Maths is the most common academic deficit for students with Spina Bifida and Hydrocephalus, probably because it involves all of the previously mentioned abilities ie attention, perceptual and motor ability, comprehension; memory, problem solving and decision making and planning and organisation.

The student must not be allowed to accept that they 'can't do numbers'. Rather, with constant reward and encouragement, tasks that are broken into several small steps, and opportunities to practice that aren't too long, the student can learn to manage basic concepts. Some students develop rote memorisation of facts and procedures. However, translating mathematical concepts to concrete examples requires significant understanding.
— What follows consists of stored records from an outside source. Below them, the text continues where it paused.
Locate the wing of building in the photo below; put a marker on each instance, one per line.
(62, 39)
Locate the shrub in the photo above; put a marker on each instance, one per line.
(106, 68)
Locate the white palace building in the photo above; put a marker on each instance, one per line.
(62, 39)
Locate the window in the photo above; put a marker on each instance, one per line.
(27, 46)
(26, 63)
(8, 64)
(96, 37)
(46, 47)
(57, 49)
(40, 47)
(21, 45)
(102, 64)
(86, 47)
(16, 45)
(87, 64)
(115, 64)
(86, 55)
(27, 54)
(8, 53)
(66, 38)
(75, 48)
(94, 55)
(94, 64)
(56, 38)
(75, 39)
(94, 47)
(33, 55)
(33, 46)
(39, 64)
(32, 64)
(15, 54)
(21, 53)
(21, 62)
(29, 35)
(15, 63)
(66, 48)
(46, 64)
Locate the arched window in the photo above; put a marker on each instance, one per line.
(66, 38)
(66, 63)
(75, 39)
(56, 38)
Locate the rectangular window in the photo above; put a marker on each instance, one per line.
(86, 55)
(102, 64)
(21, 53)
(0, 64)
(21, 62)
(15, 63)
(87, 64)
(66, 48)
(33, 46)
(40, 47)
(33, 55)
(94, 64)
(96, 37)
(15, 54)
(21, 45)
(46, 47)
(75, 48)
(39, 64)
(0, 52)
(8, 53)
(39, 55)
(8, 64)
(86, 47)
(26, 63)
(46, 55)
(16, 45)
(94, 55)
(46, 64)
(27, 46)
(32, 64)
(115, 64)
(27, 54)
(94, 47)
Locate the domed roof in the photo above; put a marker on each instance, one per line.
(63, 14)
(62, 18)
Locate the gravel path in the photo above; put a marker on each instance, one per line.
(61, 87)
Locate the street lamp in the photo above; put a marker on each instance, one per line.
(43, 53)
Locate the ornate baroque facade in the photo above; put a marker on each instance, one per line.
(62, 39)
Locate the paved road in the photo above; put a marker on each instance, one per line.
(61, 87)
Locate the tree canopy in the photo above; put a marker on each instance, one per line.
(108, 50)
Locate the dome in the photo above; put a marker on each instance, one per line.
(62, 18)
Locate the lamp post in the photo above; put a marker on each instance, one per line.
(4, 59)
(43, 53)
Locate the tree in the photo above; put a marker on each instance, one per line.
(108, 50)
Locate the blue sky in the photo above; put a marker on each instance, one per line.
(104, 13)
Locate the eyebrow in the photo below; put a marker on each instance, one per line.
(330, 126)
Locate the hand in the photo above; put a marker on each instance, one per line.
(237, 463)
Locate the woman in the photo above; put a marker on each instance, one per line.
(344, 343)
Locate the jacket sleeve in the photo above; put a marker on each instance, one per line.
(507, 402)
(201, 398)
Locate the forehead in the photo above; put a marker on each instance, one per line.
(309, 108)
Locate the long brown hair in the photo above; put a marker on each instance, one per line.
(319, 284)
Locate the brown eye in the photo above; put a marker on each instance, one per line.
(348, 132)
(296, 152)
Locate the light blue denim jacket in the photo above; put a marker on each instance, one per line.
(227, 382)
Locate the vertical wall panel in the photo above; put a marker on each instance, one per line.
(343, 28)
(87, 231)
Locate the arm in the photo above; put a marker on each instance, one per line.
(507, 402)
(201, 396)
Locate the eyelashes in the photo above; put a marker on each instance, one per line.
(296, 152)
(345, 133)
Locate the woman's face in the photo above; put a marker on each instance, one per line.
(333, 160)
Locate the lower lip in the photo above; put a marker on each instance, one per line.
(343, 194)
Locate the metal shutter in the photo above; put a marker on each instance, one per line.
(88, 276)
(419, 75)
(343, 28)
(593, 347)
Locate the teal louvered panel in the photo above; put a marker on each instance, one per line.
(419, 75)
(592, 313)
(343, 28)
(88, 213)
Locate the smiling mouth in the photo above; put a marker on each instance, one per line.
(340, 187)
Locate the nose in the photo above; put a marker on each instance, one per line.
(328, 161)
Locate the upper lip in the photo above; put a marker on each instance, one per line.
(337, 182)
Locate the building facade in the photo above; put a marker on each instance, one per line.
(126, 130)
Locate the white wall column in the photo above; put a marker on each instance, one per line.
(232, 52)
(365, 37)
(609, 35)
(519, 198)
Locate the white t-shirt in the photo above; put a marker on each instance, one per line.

Therefore learning must be centred around consolidating pre-skills in order to facilitate understanding.

Maths pre-skills include:

  • The ability to follow sequential direction.
  • Spatial orientation; recognising the relative position of a number in order to know its value ie 60 as opposed to 6 and the ability to judge left from right which affects concepts of place values, fractions, integers, geometry, trigonometry and all concepts after that.
  • The ability to discern emerging patterns in incoming information.
  • Visualisation; the ability to hold data in the mind's eye and manipulate it ie working memory.
  • The ability to estimate; to know what to expect in an answer.
  • Deductive thinking; the ability to go from the general to the specific.
  • Inductive thinking; the ability to go from the specific to the general case.